While the Biden administration has yet to produce its own definitional strategy documents—the National Security Strategy, National Defense Strategy, Nuclear Policy Review, or Indo-Pacific Strategy Report—details are emerging that strongly suggest each will be generally consistent with the previous administration’s reports, but with an even heavier stress on alliances and multilateralism. Secretary of State Antony Blinken provided the most detailed description of the administration’s Indo-Pacific strategy during his swing through Southeast Asia in December, reaffirming the “cooperate, compete, confront” approach toward China that, with varying degrees of emphasis and intensity, has been consistent for at least the last three administrations. Meanwhile Secretary of Defense Lloyd Austin put some meat on the bones of his “integrated deterrence” concept, underscored by the first in-person (despite COVID) summit meeting of the four Quad heads of state from Australia, India, Japan, and the United States and the emergence of AUKUS, a technology-oriented defense arrangement involving Canberra, London, and Washington.
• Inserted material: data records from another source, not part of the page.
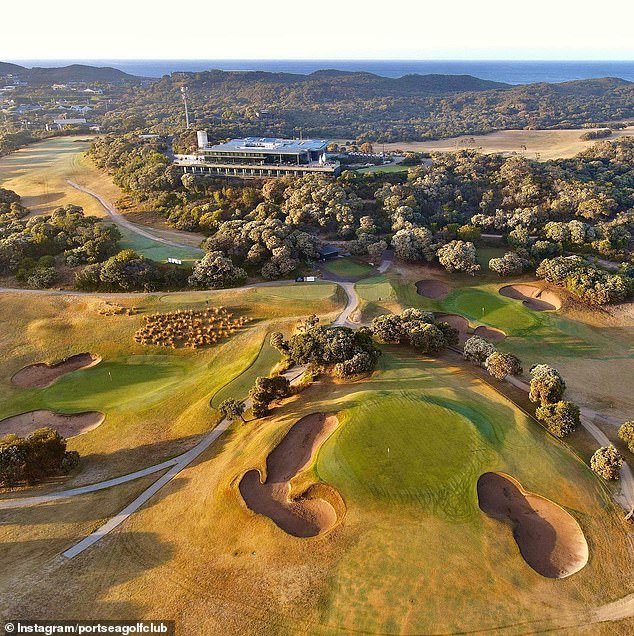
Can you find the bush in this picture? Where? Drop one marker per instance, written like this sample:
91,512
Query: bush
30,459
499,365
547,385
477,350
265,391
626,433
459,256
42,277
511,264
561,418
606,462
216,271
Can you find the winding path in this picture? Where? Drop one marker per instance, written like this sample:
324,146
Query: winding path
119,219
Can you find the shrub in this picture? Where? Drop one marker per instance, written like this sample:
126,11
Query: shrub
30,459
561,418
499,365
459,256
477,350
606,462
547,386
626,433
266,390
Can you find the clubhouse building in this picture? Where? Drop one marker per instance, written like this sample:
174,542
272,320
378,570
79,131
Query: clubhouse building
259,157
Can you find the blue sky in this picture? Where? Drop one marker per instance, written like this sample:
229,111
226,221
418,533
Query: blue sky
316,29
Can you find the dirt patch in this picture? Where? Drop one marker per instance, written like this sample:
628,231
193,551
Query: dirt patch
316,510
38,376
549,538
533,297
432,288
65,425
489,333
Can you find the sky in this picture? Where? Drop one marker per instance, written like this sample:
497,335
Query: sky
316,29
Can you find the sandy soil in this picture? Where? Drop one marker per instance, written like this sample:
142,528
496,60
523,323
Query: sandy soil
549,538
489,333
533,297
432,288
37,376
309,514
65,425
541,144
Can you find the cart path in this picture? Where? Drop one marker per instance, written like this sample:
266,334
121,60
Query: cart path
119,219
625,498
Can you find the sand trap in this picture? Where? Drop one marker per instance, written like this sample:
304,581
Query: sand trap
317,509
489,333
549,538
432,288
38,376
65,425
533,297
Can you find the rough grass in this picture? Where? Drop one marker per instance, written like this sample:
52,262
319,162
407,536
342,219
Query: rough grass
594,352
156,400
38,174
534,144
404,560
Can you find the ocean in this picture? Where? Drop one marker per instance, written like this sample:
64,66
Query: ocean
510,72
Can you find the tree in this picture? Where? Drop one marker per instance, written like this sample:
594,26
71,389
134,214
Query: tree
459,256
547,386
278,342
30,459
499,365
413,244
477,350
266,390
626,433
231,409
216,271
560,418
606,462
511,264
President Biden (virtually) attended the ASEAN-driven East Asia Summit and Asia Pacific Economic Cooperation (APEC) Leaders Meeting while focusing much of his attention on the broader-based Summit for Democracy. While the administration talked in general terms about its Asian economic strategy, the Comprehensive and Progressive Agreement on Trans-Pacific Partnership (CPTPP) and Regional Comprehensive Economic Partnership (RCEP) continued apace, sans Washington, with Beijing knocking on the former’s door and standing to be a prime beneficiary (along with Japan) of the latter. Overshadowing all of this is omicron, the latest and seemingly most contagious and pervasive COVID strain, reminding us all that the pandemic is far from over.
2021 demonstrated the difficult politics that have attended the COVID-19 pandemic. In the United States, the Congressional certification of the presidential election became the focus of violent protest and an attempted insurrection to stop the transfer of power from Donald Trump to Joseph Biden. In Japan, while less volatile, the post-Abe era revealed the fragile balance of power within the Liberal Democratic Party (LDP) that threatened to unseat unpopular prime ministers. The year began with Prime Minister Suga Yoshihide but ended with Prime Minister Kishida Fumio as Suga’s public approval ratings plummeted in response to the government’s pandemic management and the troublesome Tokyo Olympics. Japan’s two elections, one for the leadership of the LDP and the other for the Lower House, revealed just how sticky conservative politics are today. Undoubtedly, the election within the party drew the most interest as four new candidates emerged to claim the mantle of leadership of Japan’s largest political party.
Kishida emerged victorious after a second round of voting, which privileged those in the Diet over the rank and file of the party, with a far more assertive stance on Japan’s strategic outlook. He then led his party to victory in the general election, overcoming an opposition coalition that continued to struggle to put forward a cohesive identity or policy agenda.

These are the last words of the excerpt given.